Welcome to WebmasterWorld Guest from 174.129.151.95

Forum Moderators: goodroi

Message Too Old, No Replies

Robots.txt Question

   

mud

11:00 pm on Jan 11, 2002 (gmt 0)

10+ Year Member



www.url.com/dir1/artist/old/

how would I go about blocking search engines from spidering www.url.com/dir1/artist/old/ but not www.url.com/dir1/artist/ ?

Could I do someting like:
www.url.com/dir1/*/old/ ?

12:27 am on Jan 12, 2002 (gmt 0)

10+ Year Member



Welcome to Webmaster World, Mud.

Disallow: /dir1/artist/old/

mud

7:32 pm on Jan 12, 2002 (gmt 0)

10+ Year Member



Hmm.. thats not quite what I ment! :)

I mean I want to have one line of code in my robots.txt to include all my pages that have that pattern.

There is lots of artists:
www.url.com/dir/artist1/old/
www.url.com/dir/artist2/old/
www.url.com/dir/artist3/old/

Is there a way to do this with one line of code in the robots.txt, or should I give up looking? :p

7:44 pm on Jan 12, 2002 (gmt 0)

WebmasterWorld Administrator brett_tabke is a WebmasterWorld Top Contributor of All Time 10+ Year Member Top Contributors Of The Month



Sure, just include that mid level subdir and it will get everything in the dirs below it.
[searchengineworld.com...]
8:08 pm on Jan 14, 2002 (gmt 0)

10+ Year Member



I'm having a hard time believing I read this here.
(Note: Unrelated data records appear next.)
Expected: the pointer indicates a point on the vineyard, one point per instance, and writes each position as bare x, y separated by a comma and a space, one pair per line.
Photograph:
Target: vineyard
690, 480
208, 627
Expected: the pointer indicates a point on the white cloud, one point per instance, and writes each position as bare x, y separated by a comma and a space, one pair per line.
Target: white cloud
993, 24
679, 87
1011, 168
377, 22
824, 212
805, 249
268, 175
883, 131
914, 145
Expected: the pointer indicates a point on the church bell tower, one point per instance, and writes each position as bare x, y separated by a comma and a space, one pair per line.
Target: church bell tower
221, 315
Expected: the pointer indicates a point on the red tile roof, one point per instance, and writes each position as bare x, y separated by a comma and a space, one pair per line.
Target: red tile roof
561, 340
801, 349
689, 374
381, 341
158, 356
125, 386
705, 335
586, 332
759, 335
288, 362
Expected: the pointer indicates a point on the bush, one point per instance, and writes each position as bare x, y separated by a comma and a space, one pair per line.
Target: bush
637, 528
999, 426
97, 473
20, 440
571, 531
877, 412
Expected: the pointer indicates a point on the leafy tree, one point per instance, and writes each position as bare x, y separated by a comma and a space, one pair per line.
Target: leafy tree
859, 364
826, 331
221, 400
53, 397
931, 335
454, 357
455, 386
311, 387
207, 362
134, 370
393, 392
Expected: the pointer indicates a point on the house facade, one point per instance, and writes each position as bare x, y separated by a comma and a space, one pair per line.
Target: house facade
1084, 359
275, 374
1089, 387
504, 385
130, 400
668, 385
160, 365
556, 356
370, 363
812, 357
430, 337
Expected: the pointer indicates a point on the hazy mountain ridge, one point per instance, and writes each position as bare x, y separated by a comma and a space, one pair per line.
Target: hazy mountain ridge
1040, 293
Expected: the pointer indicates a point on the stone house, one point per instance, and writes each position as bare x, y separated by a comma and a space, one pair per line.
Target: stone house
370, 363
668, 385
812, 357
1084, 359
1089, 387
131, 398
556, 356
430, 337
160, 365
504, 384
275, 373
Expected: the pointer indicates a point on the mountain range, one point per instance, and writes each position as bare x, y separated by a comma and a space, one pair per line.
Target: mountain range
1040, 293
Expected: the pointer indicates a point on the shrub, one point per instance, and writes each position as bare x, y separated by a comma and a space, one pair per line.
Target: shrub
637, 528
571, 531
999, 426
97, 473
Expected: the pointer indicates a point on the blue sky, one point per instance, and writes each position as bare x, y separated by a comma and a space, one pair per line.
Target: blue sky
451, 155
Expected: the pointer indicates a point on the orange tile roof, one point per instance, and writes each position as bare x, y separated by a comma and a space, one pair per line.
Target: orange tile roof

See [robotstxt.org ]:

Note that there can only be a single "/robots.txt" on a site. Specifically, you should not put "robots.txt" files in user directories, because a robot will never look at them. If you want your users to be able to create their own "robots.txt", you will need to merge them all into a single "/robots.txt". If you don't want to do this your users might want to use the Robots META Tag instead.

I read this as meaning you shouldn't expect any spider to ever look at robots.txt in subdirectories.

8:10 pm on Jan 14, 2002 (gmt 0)

WebmasterWorld Senior Member 10+ Year Member



Scareduck - welcome to WmW :)

> I read this as meaning you shouldn't expect any spider to ever look at robots.txt in subdirectories.

You got it. Only /robots.txt ever gets requested.

The line required in the above example to do this is

Disallow: /dir/

Every directory below dir will not be indexed by standard compliant robots.

mud

3:21 am on Jan 17, 2002 (gmt 0)

10+ Year Member



however I still want:
www.url.com/dir1/artist/
to be spidered, just not:
www.url.com/dir1/artist/old/

I know I can do the:
Disallow: /dir1/artist/old/

Just would be a lot of work to get a list of 6,000 artists to block the /old/ from. But I guess it sounds like thats the way I'll have to go? :(